I agree with you that we writers shouldn’t write for money, but I find it hard to believe that you write only on account of the joy. I’d believe you if that’s all that you’d ever had, and all you ever likely would have. The truth is you could do your job without joy, but not without money. You would have quit years ago, like so many of my writer friends, or you’d have taken up a job that exhausts you and leaves you only the time and energy for a short story here, a dabbling with your novel-in-progress there. I know that’s how you started out—but, again, there’s a gulf between your twenties and your forties. I may be wrong about you. I’m going by my decades of experience, which needless to say are not your experiences.

On my desk there’s a draft of what I’d been thinking of as my last piece of writing. I planned to honour the voice in my head that says I’m wasting my time, that my ambitions as a writer can only worsen the financial security of my family. I haven’t quit after all, although the voice is still there.

Your book reminded me of more than the rules of grammar and the principles of good prose. Writing, you assert, is a privilege. Fame, riches, admiration and accolades are doubtless nice (I wouldn’t know) but we writers have no special claim to them. Writing has to be about something that will keep us going in the absence of these things, or one day we will stop. It’s only rational, if the work is not paying some kind of dividend.

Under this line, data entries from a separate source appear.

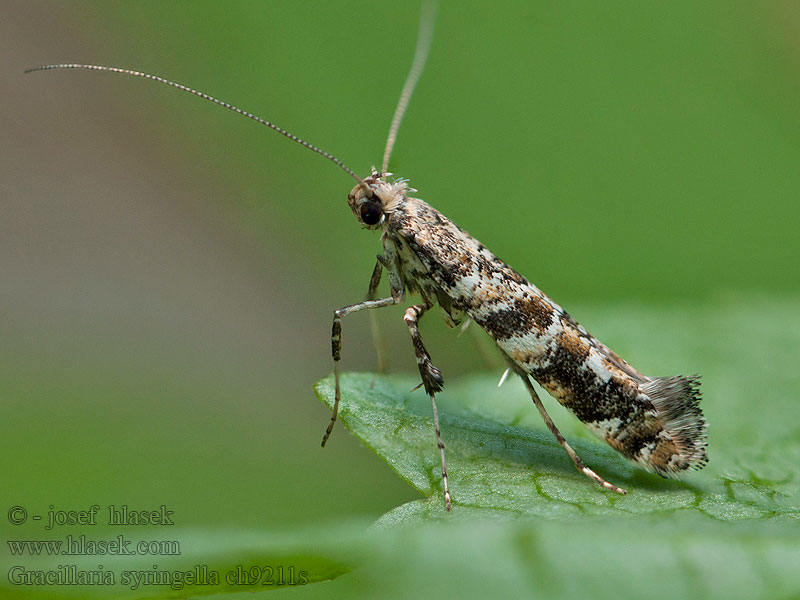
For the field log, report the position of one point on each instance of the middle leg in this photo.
(431, 379)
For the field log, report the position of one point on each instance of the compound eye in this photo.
(371, 212)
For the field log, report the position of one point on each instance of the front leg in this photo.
(336, 344)
(431, 379)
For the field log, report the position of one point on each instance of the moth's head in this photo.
(374, 198)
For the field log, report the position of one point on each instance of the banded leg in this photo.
(377, 339)
(336, 345)
(560, 438)
(431, 379)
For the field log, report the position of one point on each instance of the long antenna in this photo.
(204, 96)
(424, 38)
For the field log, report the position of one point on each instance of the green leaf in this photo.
(526, 523)
(497, 464)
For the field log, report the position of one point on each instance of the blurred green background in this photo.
(168, 270)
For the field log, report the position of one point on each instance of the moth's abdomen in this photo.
(656, 422)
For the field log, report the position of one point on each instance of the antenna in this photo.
(424, 38)
(204, 96)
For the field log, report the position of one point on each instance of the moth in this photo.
(654, 421)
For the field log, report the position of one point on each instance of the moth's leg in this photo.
(560, 438)
(431, 379)
(377, 339)
(336, 343)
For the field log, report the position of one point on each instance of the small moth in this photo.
(654, 421)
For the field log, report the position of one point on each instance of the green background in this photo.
(169, 270)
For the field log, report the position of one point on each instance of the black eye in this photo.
(371, 212)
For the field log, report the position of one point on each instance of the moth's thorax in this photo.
(375, 198)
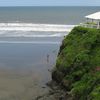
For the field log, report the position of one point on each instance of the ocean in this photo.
(30, 38)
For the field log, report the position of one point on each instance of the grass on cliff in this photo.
(78, 64)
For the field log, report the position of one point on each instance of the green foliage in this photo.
(78, 59)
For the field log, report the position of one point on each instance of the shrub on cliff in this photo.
(77, 63)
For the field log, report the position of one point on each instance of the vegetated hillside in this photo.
(78, 64)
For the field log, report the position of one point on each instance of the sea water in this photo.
(30, 38)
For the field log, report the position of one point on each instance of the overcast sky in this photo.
(49, 2)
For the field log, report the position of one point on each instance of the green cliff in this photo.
(78, 64)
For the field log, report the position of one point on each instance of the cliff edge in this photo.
(78, 64)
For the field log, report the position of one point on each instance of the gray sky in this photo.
(49, 2)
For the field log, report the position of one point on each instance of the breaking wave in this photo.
(33, 30)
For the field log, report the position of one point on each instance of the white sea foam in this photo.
(30, 30)
(30, 42)
(35, 27)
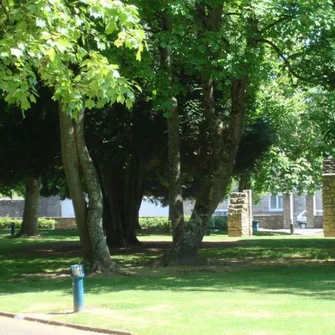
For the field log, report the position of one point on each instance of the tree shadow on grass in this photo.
(241, 265)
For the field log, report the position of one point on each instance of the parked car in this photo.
(302, 219)
(219, 219)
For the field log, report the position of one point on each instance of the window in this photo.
(276, 202)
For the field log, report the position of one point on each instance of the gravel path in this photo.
(17, 326)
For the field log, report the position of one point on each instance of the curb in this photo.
(62, 324)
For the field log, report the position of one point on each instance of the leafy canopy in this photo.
(62, 43)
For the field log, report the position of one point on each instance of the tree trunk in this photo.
(221, 147)
(132, 199)
(101, 260)
(29, 225)
(244, 182)
(112, 184)
(176, 211)
(72, 172)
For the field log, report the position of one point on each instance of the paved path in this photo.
(11, 326)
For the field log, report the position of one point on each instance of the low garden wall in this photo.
(270, 221)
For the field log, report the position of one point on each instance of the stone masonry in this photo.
(239, 217)
(328, 194)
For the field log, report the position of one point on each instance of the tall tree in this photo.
(63, 43)
(29, 150)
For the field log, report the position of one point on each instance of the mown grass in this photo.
(261, 285)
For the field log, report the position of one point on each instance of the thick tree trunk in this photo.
(220, 150)
(100, 253)
(177, 254)
(29, 225)
(72, 167)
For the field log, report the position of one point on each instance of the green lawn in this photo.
(261, 285)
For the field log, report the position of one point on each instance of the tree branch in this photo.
(273, 24)
(286, 61)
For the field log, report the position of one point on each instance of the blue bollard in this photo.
(12, 229)
(77, 274)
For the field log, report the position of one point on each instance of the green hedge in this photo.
(216, 222)
(43, 223)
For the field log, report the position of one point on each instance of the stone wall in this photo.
(49, 207)
(238, 215)
(328, 194)
(270, 221)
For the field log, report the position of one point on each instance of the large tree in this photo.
(61, 45)
(224, 47)
(29, 151)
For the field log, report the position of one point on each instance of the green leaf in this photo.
(89, 104)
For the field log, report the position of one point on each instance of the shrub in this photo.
(218, 222)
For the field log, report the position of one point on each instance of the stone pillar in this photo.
(310, 210)
(287, 210)
(328, 197)
(249, 204)
(239, 215)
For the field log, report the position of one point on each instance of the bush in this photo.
(43, 223)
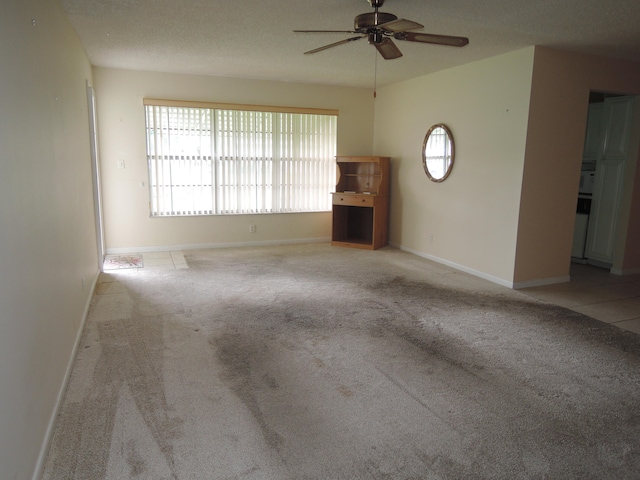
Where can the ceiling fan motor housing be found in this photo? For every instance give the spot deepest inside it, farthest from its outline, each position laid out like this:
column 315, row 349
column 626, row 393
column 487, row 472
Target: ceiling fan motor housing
column 366, row 21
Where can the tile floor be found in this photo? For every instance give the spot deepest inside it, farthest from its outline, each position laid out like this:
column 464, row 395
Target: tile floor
column 595, row 292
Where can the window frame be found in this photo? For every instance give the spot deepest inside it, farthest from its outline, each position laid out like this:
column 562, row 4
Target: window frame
column 303, row 166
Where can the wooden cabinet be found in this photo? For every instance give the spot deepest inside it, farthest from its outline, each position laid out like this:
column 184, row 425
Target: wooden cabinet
column 361, row 203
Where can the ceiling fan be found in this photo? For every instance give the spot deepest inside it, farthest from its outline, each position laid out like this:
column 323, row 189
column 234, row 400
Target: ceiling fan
column 379, row 28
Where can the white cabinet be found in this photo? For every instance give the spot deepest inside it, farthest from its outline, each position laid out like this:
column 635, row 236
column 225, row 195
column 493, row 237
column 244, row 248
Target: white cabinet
column 611, row 157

Why do I write? Because I’ve a daimon which insists I’m on an unfinished journey. I’m no New York Times best-seller and likely never will be. So what? my daimon says: there’s something you have to do, and you haven’t done it yet.

Maybe that’s my version of joy—doing what I was wired to do. There are many days I wish I’d been wired for something else: plumbing, accounting, gardening. It seems to me that growing a nice garden and balancing a ledger is good enough, whereas it’s never good enough, for me at least, to write well.

There has to be something more: readers, a community of writers, debate, dialogue. A little income, even a token, would be nice. Something. In this age of social media, I’m struck by how isolated the writing life actually is. We spend our days at a computer. The words flow into the grid, and after that who knows what becomes of them. It can go on this way for weeks, months, and years.

The inner voice, meanwhile, asks are you sure this is worth the time and the effort? You could be doing so many other things. I suppose I read your book hoping it would tip my resolve, one way or the other. The internal critic  enjoins me to come to my senses, and my gut insists that I persevere. Both, I think, are telling me that I’m insufficiently daring, that I need to take more risks, and that I have not dug nearly deep enough or worked nearly hard enough.

There are thousands, maybe millions of writers just like me. We come to your book hoping to find magic, knowing there is no magic to be had. Writing is a job, but the world isn’t advertising for more labourers. You must create your own demand, your own market, your own product, and your own universe. That’s the great thing about writing, and it’s the terrifying thing as well.

So I’m breaking new ground, revisiting the books that made me love writing in the first place and, as you put it, digging for fossils. Needless to say I don’t know, and I can’t know, where my efforts will take me. I have a supportive partner. She gave me a birthday card in which she’d written that the best is yet to come, and that my efforts will pay off. It’s a kind and encouraging notion, but we both understand that life owes us nothing.

Your book has put some wind under the wings, and I thank you for that, as well as for your reminder that there’s something called pleasure. There is more to writing than trying to sell books. Not that I think I can ever stop caring about this, or even should stop—but perhaps I can care more about some other things, too. Like every other writer out there, I want joy, and I want to write, and I want to feel in the end that my work has been worthwhile.